Find point M on AB, such that $DM+MC$ is minimal possible.
I have been trying to do this question, but without success. I have succeeded in proving that $DA+AC<DB+BC$ something which I believe would help in finding this minimal value, however I have not succeeded in finishing it off.
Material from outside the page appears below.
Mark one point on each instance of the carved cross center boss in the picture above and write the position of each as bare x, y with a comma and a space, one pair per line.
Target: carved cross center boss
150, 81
Moreover, I have also found that from Pythagoras we have that $DA+AC=a+2a\sqrt{2}$ and $DB+BC=2a+a\sqrt{5}$. Can someone please help me finish the question off?
Another way to solve -
Choose a point $M$ on $AB$ such that $AM = x, \,$ then BM = $(2a-x)$
$DM = \sqrt{AD^2 + AM^2} = \sqrt{a^2+x^2}$
Similarly $MC = \sqrt{BC^2 + BM^2} = \sqrt{4a^2+(2a-x)^2}$
$L = DM + MC = \sqrt{a^2+x^2} + \sqrt{8a^2+ x^2 - 4ax}$
To find min value of $L$,
$ \displaystyle \frac{dL}{dx} = \frac {x} {\sqrt{a^2+x^2}} + \frac{x-2a}{\sqrt{8a^2+ x^2 - 4ax}} = 0$
$\displaystyle x \sqrt{8a^2+ x^2 - 4ax} + (x-2a) \sqrt{a^2+x^2} = 0$
$\displaystyle x \sqrt{8a^2+ x^2 - 4ax} = (2a-x) \sqrt{a^2+x^2}$
$\displaystyle x^2 (8a^2+ x^2 - 4ax) = (2a-x)^2 (a^2+x^2)$
Solving we get,
$ \displaystyle (x + \frac{2a}{3})^2 = \frac{16a^2}{9}$
So, $x = \frac{2a}{3}$ or $x = -2a$
Discarding $x = -2a$, $AM = x = \frac{2a}{3}$ gives you min.
EDIT: Just added a diagram for what Calvin Lin suggested which uses reflection -
$DM + MC$ will minimize when it is a straight line.